Arrhenius plots were made from the degradation rates determined at each of the four temperature/RH combinations studied. From those plots, it was seen that activation energies for cellulose depolymerization were similar for both papers. However, those for loss of mechanical strength (fold endurance, tear strength, and zero-span breaking length) were generally modestly higher than those for cellulose depolymerization.
For the temperature range studied (65C to 90C) it was seen that extrapolation to ambient conditions could cause error. A very slight change to the angle of the line drawn through the strength values measured at each temperature could result in unacceptable error when crossing the normal room temperature mark. To improve accuracy, a range of study of lower temperatures would have been required. The time (many months or even years) to carry out such tests was so great as to be beyond the capabilities of the program. The important finding was that the lines plotted through the individual temperature studies were straight, meaning that a consistent aging process occurred. The higher the temperature, the greater the loss of paper strength. That provided confidence that the accelerated test method would provide similar changes in the paper as occur over long periods of natural aging.
Library of Congress: The Library of Congress (LOC) also performed Arrhenius studies. In their case, six papers were evaluated. There were three sets of common fiber furnish evaluated. Each had one acid and one alkaline variant of the same furnish. The fiber furnishes studied included the BNSWK (Bleached Northern SoftWood Kraft), the cotton, and the SGW (Stone GroundWood). Thus, only the acid BNSWK paper was common between LOC and CCI.

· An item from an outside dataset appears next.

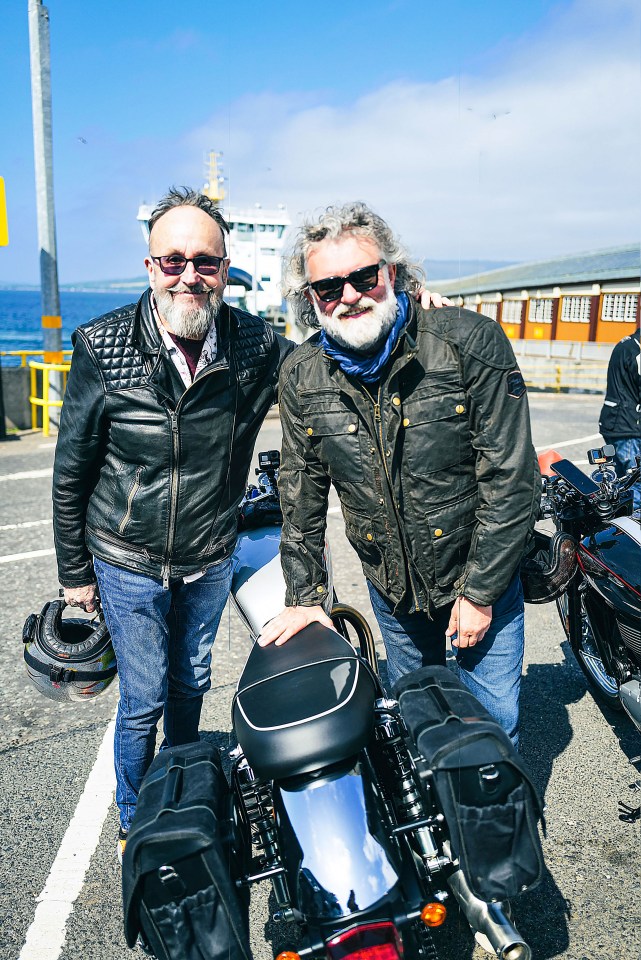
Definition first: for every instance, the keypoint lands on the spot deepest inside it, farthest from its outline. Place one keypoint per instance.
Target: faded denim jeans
(491, 669)
(162, 640)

At the Library of Congress the same linear relationship between temperature (over the range from 70°C to 90°C) and relative humidity was found to be required to maintain constant paper moisture content in the aging ovens. Upon plotting curves of strength loss over a range of aging times, straight lines emerged, confirming that the process was linear in nature and did not develop a different mechanism of aging either at higher temperature or over a longer period of time.

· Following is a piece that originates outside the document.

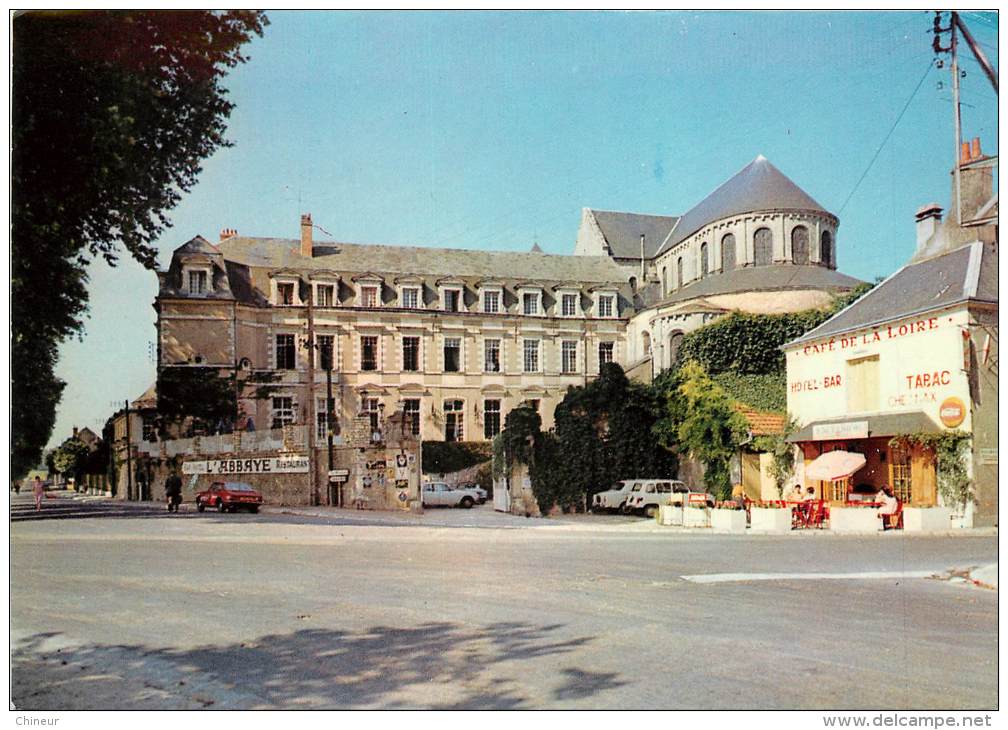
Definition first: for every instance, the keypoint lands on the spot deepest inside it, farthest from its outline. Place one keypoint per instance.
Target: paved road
(147, 610)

The LOC not only studied free-hung sheets and stacks of sheets in humid ovens, but also evaluated aging in hermetically sealed glass tubes that were aged in a dry oven. This technique was studied because of its simplicity. Control of RH in humid ovens is a procedure requiring meticulous care. Ovens in which RH can be precisely controlled are much more expensive than dry ovens. In dry ovens, only internal temperature must be precisely controlled.
A unique part of the LOC study was a variety of chromatography evaluations of chemical compounds evolved as the result of the aging experience. In this, HPLC (High Performance Liquid Chromatography), IC (Ion Chromatography), and gel-permeation chromatography studies were conducted. Old papers from the Library of Congress were compared with similar new papers of this program. Additionally, a sample of papers that had been aged naturally for many years that resulted from pilot paper machine runs at the USDA Forest Products Laboratory were also evaluated. It was highly encouraging to find that the chemical compounds formed by aging were essentially the same, whether aged very rapidly in the accelerated process or slowly, over a century or so by natural process. Further confirmation that the elevated temperature aging process did not create new compounds was attained when old papers were subjected to the rapid aging protocol. In that instance, new chemical constituents did not appear. Rather, only more of the same chemicals produced by natural aging were seen to evolve.
Joint CCI/LOC Recommendation: Because of the favorable experience with hermetically sealed glass tubes at the Library of Congress, it was decided that the recommended test method should utilize the glass tube technique. However, since the Canadian Conservation Institute had never utilized the method in their research program, it was decided that they would perform extensive testing of the procedure. In all, they aged eight of the ASTM papers and nine commercial papers from an earlier Canadian study in which they participated. All of these tests showed good correlation with "stack" aged paper results. It was concluded that the sealed glass tube method was that which was most appropriate to recommend for a formal test method.
Light Aging:
As in the temperature-aging studies, the light studies involved the work of two laboratories. KCL in Finland and the USDA Forest Products Laboratory (FPL) in Madison, WI performed light aging research. There was a small amount of overlap. However, most of the work at each site was independent of that at the other.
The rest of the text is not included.